Sara laughed. “That’s unknown, as are his whereabouts.”

“Is Debbie cooperating?”

“Yes, indeed. She divorced George twenty years ago and hasn’t seen him since. But she got a multi-year, multimillion-dollar settlement. The Canadian Customs and Revenue Agency is auditing her income tax records for a paper trail that should eventually lead us to him.”

“You sound very confident about it,” Kerney said.

“I am. No matter where George might be, he’s about to discover that the world is a very small place. We’ll get him.”
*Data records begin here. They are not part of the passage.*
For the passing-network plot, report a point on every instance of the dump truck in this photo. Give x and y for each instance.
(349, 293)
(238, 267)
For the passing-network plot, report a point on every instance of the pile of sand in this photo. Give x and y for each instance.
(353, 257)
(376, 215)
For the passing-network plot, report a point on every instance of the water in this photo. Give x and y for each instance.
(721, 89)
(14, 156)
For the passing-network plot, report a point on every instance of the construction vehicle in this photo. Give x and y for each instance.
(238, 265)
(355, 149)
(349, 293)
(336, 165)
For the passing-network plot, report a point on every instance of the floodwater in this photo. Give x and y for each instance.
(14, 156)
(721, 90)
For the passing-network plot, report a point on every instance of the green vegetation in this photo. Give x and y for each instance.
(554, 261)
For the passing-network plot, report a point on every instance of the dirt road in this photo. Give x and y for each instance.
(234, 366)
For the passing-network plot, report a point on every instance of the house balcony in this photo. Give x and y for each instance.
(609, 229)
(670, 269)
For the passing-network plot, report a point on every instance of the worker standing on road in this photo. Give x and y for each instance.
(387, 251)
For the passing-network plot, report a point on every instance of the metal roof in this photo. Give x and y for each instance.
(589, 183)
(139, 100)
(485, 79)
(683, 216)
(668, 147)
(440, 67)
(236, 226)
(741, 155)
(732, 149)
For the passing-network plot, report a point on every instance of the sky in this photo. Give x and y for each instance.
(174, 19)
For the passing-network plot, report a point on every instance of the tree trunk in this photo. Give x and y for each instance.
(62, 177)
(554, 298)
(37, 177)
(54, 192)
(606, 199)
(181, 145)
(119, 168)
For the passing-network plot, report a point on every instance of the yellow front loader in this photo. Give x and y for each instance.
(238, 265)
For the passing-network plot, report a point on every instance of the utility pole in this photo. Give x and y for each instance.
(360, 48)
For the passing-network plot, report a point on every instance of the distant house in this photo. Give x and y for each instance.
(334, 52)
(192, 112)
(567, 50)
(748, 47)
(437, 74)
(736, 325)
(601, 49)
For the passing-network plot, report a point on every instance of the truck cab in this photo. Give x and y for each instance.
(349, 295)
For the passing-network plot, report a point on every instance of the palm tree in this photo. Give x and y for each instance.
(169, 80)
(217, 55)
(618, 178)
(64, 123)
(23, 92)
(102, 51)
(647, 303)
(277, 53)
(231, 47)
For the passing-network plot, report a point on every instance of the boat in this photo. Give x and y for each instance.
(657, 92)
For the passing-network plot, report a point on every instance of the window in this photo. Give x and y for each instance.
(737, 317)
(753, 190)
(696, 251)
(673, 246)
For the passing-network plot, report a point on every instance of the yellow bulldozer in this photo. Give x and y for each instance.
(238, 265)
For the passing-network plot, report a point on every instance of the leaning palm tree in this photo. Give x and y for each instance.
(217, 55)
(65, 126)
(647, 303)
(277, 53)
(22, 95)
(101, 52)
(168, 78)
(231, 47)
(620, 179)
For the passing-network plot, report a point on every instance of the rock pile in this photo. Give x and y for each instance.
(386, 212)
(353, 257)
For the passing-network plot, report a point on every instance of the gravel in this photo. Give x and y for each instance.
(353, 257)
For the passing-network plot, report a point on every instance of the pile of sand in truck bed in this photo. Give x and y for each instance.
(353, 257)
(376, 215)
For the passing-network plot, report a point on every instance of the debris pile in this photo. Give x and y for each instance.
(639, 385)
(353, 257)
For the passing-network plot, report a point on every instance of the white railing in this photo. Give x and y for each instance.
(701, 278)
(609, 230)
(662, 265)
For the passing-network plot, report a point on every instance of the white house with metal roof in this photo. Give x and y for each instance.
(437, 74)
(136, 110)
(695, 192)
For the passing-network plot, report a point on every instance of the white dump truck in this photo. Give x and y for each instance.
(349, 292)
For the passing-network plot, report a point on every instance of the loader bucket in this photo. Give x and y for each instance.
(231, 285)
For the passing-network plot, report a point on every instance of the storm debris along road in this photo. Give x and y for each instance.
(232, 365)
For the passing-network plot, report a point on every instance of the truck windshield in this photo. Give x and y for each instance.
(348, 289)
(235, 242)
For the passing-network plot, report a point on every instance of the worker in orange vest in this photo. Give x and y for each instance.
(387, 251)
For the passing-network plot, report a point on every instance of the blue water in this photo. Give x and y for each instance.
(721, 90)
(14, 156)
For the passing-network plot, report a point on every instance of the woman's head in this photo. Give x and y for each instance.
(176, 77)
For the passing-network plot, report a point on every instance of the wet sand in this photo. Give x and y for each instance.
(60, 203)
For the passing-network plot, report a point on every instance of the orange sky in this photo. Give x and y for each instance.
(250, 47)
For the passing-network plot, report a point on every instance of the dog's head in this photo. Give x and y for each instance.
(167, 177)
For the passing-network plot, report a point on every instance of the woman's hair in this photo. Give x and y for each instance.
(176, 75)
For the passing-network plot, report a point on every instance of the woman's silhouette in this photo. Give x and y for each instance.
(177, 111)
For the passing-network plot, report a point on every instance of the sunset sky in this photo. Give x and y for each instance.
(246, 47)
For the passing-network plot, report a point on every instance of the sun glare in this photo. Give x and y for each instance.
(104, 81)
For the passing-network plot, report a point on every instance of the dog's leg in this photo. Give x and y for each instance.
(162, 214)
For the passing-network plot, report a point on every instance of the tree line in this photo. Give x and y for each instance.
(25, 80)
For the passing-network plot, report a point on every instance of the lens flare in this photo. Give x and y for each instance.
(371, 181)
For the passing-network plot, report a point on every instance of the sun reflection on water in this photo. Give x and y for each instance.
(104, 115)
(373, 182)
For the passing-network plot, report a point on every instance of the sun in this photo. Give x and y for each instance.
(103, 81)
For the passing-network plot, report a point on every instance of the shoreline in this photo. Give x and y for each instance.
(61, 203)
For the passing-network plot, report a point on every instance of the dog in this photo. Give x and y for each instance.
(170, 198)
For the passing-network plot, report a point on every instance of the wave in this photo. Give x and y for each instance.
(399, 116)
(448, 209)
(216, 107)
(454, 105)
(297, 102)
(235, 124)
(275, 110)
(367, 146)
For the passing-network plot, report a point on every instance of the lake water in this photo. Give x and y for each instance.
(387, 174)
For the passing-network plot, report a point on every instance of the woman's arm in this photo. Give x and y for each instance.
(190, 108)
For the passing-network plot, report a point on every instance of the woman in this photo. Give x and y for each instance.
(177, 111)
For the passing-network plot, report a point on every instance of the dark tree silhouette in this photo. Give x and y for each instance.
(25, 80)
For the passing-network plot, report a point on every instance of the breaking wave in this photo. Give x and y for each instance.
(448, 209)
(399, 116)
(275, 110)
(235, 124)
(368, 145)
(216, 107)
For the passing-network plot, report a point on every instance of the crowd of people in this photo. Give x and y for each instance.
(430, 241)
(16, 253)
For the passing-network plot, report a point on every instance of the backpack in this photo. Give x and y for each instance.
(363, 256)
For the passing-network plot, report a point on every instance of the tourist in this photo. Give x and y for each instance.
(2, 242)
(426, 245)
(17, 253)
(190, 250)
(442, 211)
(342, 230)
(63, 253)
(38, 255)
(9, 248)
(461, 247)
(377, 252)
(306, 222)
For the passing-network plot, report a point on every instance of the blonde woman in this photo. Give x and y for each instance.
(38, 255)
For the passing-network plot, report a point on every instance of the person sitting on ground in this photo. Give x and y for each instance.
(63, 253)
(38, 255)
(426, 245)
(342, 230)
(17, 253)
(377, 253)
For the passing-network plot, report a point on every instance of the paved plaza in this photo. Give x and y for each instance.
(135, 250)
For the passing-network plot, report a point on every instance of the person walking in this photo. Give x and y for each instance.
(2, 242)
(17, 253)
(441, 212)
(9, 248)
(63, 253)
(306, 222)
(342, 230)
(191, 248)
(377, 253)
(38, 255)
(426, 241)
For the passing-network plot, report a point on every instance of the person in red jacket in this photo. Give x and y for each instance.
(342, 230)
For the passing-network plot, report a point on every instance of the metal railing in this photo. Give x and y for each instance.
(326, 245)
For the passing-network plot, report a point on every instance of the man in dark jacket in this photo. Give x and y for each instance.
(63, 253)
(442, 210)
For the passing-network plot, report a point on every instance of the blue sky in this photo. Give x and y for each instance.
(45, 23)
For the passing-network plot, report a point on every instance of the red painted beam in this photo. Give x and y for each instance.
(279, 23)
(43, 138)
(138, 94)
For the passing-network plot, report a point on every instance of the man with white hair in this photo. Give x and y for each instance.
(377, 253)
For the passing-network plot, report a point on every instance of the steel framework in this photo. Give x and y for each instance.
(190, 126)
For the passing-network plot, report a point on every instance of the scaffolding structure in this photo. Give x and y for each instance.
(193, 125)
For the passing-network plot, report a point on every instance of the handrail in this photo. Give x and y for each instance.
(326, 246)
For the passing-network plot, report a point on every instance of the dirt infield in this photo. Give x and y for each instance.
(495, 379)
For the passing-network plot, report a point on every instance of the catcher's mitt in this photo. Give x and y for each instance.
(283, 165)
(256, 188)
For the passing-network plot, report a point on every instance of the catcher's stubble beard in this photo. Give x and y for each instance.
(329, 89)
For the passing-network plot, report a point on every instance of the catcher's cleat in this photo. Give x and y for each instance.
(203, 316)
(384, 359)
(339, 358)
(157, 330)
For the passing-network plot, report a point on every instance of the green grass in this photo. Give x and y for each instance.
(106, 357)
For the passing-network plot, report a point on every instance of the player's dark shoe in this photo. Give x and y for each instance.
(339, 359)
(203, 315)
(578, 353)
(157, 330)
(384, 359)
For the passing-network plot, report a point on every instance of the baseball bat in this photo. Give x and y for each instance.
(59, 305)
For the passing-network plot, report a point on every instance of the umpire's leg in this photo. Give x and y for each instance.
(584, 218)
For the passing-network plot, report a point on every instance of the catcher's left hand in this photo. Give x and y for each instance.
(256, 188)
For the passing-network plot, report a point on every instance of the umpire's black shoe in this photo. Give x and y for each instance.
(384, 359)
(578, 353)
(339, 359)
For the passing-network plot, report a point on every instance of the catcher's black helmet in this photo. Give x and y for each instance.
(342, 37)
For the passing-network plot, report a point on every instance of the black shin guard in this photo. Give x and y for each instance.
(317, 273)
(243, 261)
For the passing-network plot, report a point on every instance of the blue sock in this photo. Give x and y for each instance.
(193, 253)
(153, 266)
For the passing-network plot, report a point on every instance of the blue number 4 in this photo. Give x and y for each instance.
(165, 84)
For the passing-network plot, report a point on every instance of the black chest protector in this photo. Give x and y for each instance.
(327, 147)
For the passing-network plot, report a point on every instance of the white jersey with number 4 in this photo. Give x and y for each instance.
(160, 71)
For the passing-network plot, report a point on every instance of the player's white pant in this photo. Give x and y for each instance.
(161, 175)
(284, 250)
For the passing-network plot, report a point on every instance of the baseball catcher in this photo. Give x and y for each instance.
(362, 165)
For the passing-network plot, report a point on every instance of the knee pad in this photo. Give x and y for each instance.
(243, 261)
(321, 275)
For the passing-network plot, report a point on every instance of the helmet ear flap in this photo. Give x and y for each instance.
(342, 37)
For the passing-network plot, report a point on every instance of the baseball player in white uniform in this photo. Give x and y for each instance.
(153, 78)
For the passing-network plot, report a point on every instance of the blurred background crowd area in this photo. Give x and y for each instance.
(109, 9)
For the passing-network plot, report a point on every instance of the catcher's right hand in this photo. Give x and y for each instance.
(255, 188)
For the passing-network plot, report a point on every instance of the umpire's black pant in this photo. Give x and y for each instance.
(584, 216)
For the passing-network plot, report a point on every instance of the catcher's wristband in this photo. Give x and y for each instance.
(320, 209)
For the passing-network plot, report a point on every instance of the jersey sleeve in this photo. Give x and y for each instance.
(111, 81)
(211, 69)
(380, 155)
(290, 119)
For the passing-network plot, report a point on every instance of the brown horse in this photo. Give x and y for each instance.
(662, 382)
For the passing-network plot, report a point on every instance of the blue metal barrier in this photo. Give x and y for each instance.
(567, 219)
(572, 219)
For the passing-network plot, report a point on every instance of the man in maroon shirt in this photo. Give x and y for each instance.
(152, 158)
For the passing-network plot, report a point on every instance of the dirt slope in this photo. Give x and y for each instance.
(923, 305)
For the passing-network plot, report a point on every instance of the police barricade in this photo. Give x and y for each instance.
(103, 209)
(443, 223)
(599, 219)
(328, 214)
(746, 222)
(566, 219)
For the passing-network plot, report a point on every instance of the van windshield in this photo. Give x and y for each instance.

“I’ve never understood why George colluded with his father to deceive his mother. Has Debbie shed any light on that?”

“According to Debbie, Alice sexually molested George until he got old enough and strong enough to resist her. He hated his mother.”

“When I first spoke with Alice, she said that she never should have let George go. At the time, I thought she meant she should have talked him out of enlisting in the Army.”

“Apparently, it was far more twisted than that,” Sara said.

“Yeah,” Kerney replied, thinking about Clifford Spalding. When it came to women, the man had picked two real humdingers to marry.

“I’ve got to go,” Sara said.

“I’ll call you at home tonight,” Kerney said.

Sara hung up, put the report aside, and returned to the task of compiling all the data that had been gathered on the active rape cases her team had surveyed.

In six cases, vital evidence had been misplaced or lost. One CID investigator had been ordered by a post commander to destroy evidence, which the officer had refused to do. A victim with ten years’ service had accepted an honorable discharge after being threatened with a letter of admonishment for a trumped-up minor rule infraction that had occurred after the rape.

In another case, an accused rapist, a master sergeant, had been allowed to retire before the paperwork could be forwarded to JAG for action. At JAG, several prosecutions had been dropped when victims had recanted their allegations after receiving spot-promotions and transfers.

Of all the cases surveyed by her team, only two investigations had been conducted without any evidence of interference or inappropriate meddling by higher-ups. The findings made Sara boil.

She entered the last of the information, saved the file to the computer hard drive, and made a backup copy. With the case sampling data now complete, Sara decided it was time to pass the results on to her Teflon-coated, chickenshit boss. In all probability, she would pay a price for submitting hard, disturbing facts the general didn’t want to hear. At the very least, a butt-chewing was likely.

But whatever the outcome, for the first time in weeks, Sara felt good about doing her job.